Fig 3.. Khoe-San Ancestry is the Primary Genetic Ancestry in Clinics from the Northern Cape, South Africa.
A subset of participants (n=159) was genotyped for preliminary ancestry analysis. A) The study population is admixed with 5 distinct ancestries with the Southern African indigenous Khoe-San ancestry being the largest proportion of ancestry across all study sites. (B) Although Khoe-San ancestry is the largest proportion of ancestry in our sample, it varies significantly across study sites.
Figure 4.
Figure 4.. Effect Plots demonstrating the relationship between Active TB Status and A) Gender, B) Current Residence and C) Smoking.
These plots are reported from the best-performing logistic regression model (SES model). Y-axes for all panels show the odds of active TB. We find that the odds of active TB are 3 times higher in Males. Individuals currently residing in Towns have about 2.5 times higher odds of active TB as compared to individuals currently residing in rural areas. Smoking slightly increases the odds of active TB but is not statistically significant.
Fig 5.
Fig 5.. Logistic regression interaction plots.
A) The odds of active TB by education level vary across age groups (shown above by the different color lines).

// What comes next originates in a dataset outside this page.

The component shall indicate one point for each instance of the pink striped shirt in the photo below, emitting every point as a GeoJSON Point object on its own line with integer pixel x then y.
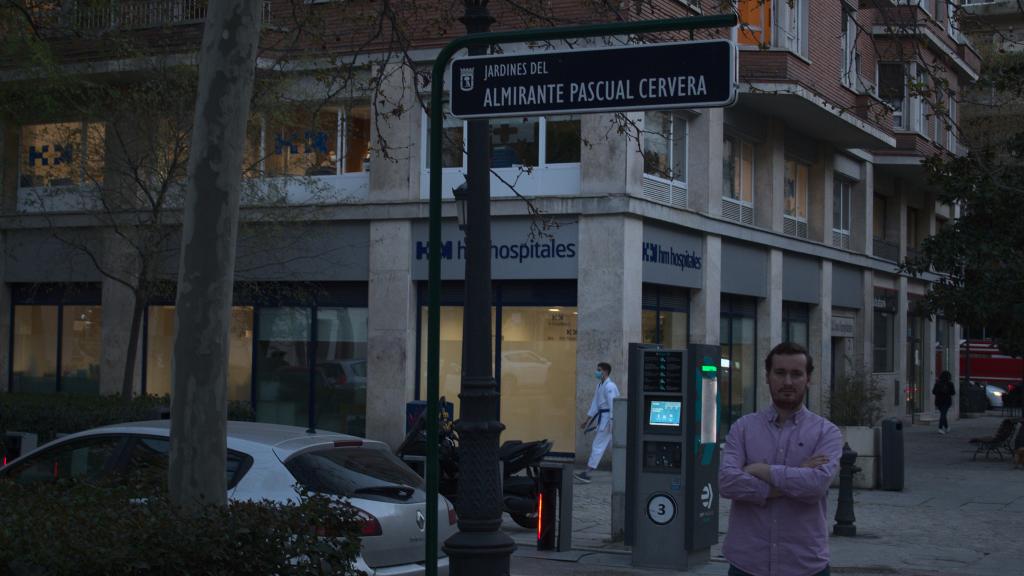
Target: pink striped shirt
{"type": "Point", "coordinates": [786, 535]}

More years of education decreases the odds of active TB in younger age groups, but this pattern reverses in the oldest age groups. In middle-aged individuals, there is no relationship between age and years of education. B) Effect plot from the residence model visualizing an interaction term between birthplace residence and current residence. Regardless of birthplace, the odds of active TB is highest in individuals who currently reside in towns. Individuals born in towns and currently residing in rural areas have the lowest odds of active TB.